Вдруг он нащупал в кармане лоскуток бумаги. И вынул счастливый билет, оторванный вчера в трамвае. Слева три тройки, а справа ноль, четвёрка и пятёрка. Значит, в общем — две девятки. И он обернулся к родителям:
— Мама! Смотри, что у меня есть!
— Что это?
— Счастливый билет! Две девятки. Вот, сосчитай сама!
— Глупенький! Разве в этом счастье? Да ты ещё совсем малыш у меня! — Мама потянулась к старшему сыну и поцеловала его в лоб.
— Тоже мне — старший брат! — проворчал отец. — Человек родился — вот это счастье!
— Мал он ещё, — дружелюбно сказал шофёр. — А вот другой так и век проживёт, а в чём счастье — не разберётся…
Как только брат появился в комнате, всё привычное сместилось. Вместе с озабоченными родителями суетился круглый стол. Он то отъезжал к окну, когда отец гладил пелёнки, то жался к буфету, когда семья присаживалась закусить, и наконец спрятался в угол, давая место детской кроватке, похожей на клетку с деревянной решёткой. Стулья, нагруженные бельём и новой посудой, скакали по комнате. Вздрагивал пугливо на тонких своих ножках забытый телевизор, потому что старый шкаф, стоявший всю жизнь слева от двери, поплыл вдруг, оставляя на паркете широкие белые полосы, к противоположной стене. Весь мир перестраивался по-новому.
Когда пообедали, мама заметила:
— Что-то ты, сынок, братом совсем не интересуешься. Хоть бы подошёл к нему, улыбнулся. Он ведь всё понимает.

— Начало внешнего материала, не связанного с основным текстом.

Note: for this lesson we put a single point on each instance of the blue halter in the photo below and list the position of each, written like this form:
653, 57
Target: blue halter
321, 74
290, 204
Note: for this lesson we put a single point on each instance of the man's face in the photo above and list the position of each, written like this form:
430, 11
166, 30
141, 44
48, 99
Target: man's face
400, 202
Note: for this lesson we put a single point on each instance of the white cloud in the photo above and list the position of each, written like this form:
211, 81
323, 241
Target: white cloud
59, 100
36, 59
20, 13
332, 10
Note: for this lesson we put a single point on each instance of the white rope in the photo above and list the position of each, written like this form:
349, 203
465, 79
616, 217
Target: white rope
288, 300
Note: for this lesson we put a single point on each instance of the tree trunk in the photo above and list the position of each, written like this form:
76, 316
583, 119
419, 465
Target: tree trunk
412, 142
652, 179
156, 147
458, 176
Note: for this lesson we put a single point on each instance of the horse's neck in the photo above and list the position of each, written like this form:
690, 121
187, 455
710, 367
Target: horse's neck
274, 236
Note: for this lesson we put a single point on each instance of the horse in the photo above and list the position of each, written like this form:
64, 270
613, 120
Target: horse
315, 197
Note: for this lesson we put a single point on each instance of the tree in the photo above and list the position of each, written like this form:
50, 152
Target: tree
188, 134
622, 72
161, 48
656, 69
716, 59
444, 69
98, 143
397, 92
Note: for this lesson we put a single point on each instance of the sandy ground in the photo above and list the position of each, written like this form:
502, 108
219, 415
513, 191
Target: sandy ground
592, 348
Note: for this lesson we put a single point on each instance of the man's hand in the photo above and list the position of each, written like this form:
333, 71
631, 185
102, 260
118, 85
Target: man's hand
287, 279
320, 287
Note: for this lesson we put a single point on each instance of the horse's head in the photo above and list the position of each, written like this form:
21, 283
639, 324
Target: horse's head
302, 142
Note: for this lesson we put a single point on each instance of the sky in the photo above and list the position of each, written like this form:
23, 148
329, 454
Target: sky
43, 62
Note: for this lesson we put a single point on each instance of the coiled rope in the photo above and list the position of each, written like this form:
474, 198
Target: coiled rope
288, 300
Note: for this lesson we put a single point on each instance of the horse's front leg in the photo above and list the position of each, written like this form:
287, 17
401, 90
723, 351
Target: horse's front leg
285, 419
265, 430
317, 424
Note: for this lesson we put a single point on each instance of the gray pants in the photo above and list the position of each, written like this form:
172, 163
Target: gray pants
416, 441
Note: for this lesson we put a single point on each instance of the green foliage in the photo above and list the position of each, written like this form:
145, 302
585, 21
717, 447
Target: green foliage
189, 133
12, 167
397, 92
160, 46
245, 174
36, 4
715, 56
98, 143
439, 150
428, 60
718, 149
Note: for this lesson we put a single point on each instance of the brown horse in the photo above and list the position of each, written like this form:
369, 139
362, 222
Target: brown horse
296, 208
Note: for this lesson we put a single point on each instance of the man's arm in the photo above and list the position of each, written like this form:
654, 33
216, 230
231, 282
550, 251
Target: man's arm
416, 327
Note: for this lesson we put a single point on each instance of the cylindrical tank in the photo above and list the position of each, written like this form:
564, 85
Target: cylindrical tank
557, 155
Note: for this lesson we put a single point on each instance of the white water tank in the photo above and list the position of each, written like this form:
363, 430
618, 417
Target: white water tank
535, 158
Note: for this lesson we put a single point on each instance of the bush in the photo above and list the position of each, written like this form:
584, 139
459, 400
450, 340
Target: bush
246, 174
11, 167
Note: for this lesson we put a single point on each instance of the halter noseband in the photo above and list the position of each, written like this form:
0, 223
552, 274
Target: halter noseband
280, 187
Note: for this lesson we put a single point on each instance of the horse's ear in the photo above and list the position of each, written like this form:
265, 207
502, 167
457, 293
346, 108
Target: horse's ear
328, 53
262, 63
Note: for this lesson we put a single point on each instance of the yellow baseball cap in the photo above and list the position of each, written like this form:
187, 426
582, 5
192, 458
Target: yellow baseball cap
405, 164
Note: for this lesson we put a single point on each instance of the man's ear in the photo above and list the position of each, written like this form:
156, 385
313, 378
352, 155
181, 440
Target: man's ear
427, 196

— Я интересуюсь, — вздохнул Мурашкин. — А как его зовут?
— Виктор, — сказала мама.
— Антошка, — сказал отец.
— Виктор, — твёрдо сказала мама.
— Антоша, — ещё твёрже сказал отец.
Мурашкин пожал плечами.
— Пусть Вовка пойдёт погуляет, — предложил отец.
— Иди, иди, сынок, — поддержала мама. — Действительно. Подыши…
И Мурашкин пошёл на улицу.
В подъезде он встретил тётю Дусю из сорок третьей квартиры.
— Что, получили братишку-то? — Она обняла Мурашкина и шумно вздохнула. — Эх, друг ситный, вот так и жизнь пройдёт — не заметишь…
— А вы откуда знаете? — удивился Мурашкин, осторожно отстраняясь, как положено старшему брату.
— Как же мне не знать? Вместе живём, одной душой. И тебя маленького помню. Баловной ты был. Чуть что — к мамке на ручки. Ох и любила она тебя маленького! А теперь, значит, вырос, получается. Теперь любовь вся младшенькому пойдёт. Ладно, не горюй! Как брата назвал?